Passive acoustic monitoring is becoming increasingly available in ecological research, following global trends toward automated data collection and big data. The acoustic sensors provide long-term and cost-effective biodiversity monitoring. However, integrating acoustic sensors with sensors for logging of additional data, such as temperature and barometric pressure, is rare.
Researchers from the Xishuangbanna Tropical Botanical Garden (XTBG) of the Chinese Academy of Sciences and their collaborators have developed a new acoustic recorder which enables long-term monitoring of both bioacoustics and abiotic factors to enable more detailed bioacoustics monitoring, especially in tropical or wet conditions.
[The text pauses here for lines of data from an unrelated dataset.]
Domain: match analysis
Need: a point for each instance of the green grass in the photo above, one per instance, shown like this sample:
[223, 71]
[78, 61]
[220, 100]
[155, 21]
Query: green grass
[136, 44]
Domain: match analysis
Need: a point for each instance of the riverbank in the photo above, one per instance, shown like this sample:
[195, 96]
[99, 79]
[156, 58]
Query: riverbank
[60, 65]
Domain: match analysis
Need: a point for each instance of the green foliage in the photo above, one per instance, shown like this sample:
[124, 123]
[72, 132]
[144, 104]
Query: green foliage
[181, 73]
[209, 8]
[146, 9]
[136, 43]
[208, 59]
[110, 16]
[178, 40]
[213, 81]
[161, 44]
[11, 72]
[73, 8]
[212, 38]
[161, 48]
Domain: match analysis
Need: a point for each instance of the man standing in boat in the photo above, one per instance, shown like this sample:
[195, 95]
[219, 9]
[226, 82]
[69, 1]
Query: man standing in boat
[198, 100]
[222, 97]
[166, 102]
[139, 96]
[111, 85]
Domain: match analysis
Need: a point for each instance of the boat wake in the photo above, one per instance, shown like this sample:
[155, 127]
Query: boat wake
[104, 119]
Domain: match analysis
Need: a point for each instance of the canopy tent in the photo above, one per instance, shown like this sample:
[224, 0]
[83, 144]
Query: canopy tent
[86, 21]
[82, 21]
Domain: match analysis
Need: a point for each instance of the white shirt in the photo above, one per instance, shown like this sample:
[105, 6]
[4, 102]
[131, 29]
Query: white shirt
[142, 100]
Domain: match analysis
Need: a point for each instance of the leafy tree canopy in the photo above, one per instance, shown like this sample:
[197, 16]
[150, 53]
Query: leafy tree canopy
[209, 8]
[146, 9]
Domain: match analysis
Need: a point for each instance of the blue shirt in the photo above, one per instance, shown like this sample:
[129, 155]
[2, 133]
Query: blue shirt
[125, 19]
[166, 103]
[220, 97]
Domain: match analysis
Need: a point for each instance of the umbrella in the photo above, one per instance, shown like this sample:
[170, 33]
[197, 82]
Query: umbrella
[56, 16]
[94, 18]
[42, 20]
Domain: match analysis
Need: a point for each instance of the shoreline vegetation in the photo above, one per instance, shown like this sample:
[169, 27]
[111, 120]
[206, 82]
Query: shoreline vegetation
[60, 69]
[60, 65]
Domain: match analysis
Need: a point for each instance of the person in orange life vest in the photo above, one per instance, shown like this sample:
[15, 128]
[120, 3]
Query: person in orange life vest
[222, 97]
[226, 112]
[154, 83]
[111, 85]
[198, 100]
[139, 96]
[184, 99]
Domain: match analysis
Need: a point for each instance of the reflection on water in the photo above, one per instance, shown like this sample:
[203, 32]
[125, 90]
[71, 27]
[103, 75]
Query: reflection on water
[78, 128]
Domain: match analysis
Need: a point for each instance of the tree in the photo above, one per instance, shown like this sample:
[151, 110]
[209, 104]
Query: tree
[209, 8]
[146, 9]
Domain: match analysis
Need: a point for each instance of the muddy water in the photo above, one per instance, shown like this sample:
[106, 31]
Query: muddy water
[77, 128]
It is released under a creative commons license. The system has undergone various extensive field tests in the tropics on an altitudinal gradient. It recorded acoustic data at 44.1 kHz as well as temperature and barometric pressure for 30 days per rotation. Moreover, It is highly portable, at a weight of about 650 grams, including a weather-proof box and a 3.7 V 8,000 mAh lithium-ion battery.
“The system has the capacity to enable long-term use in the field, making it a viable and affordable method for long-term biomonitoring studies,” said Catharina Karlsson of XTBG.
The work is published in the Methods in Ecology & Evolution.